At the corner where Rumours is to our left of the car, and the Lobster Shack is in front of us, I turned right, and we head away from Newcastle (where the Nevis International Airport is now in our rear view mirror), and we’re officially on the “highway”.
Let me explain this, so you’re not thinking “401” or “Autobahn” or “I-94”. The maximum speed in most areas is 40mph. 20mph in school zones and passing the Police Stations. Honestly, in most areas, especially with the sheep who cause more traffic jams than anything else, you’re driving that speed anyway because of the road twists and turns and width of road, blind corners… yeah, it’s going to take a bit for me to get used to these roads, but once I do, I’ll likely look like just a local who knows what a blinker is. Yup; even in Nevis, the discovery of a turn signal is a rare and blessed event. If you’re near a store, send blinker juice. Please.
I’m getting off track with my story already.
So whenever the fancy strikes, we are taking side roads and seeing where they lead. Our goal is to go as far up Mount Nevis as drivable, and well, we aren’t getting too far, but we are definitely making this a memorable occasion. Whooodoggies, this is a steep set of roads up in here! This lil Suzuki Swift already has the engine light perpetually on, and once every few minutes, brake light appears to remind us that life is fleeting apparently.

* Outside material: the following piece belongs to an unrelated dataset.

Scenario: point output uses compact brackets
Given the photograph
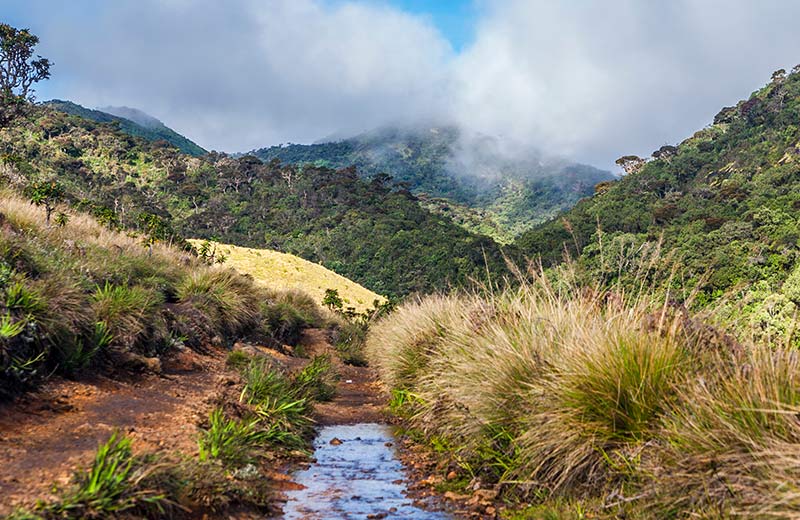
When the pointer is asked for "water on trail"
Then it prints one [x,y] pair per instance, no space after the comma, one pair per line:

I drive up one section, and the road is fairly decent – not potholed, but just ragged and washed out in spots, so you really need an ATV or 4×4 if you’re going to do serious climbing. Remember, we have Swift. And it’s not living up to its name. AT ALL.
There’s a patch that looks really decent, and we soon learn why – I’m guessing they forgot they were making the road, ran out of materials, and just went home. I’m not even kidding. For those of you who know all about my fondness for hills (that was sarcasm, read my old #100days stuff because it explains multiple times about the hills near our place in Staten Island), you KNOW I know my hills. The boy jumped out of the car, and talked me back down the hill, in reverse, with that stupid engine light on, and the brake light flashing at me, taunting me, laughing at me, teasing me “ha ha, silly mortal, I can let go at anytime, and you can see if this car rivals Chitty Chitty Bang Bang”.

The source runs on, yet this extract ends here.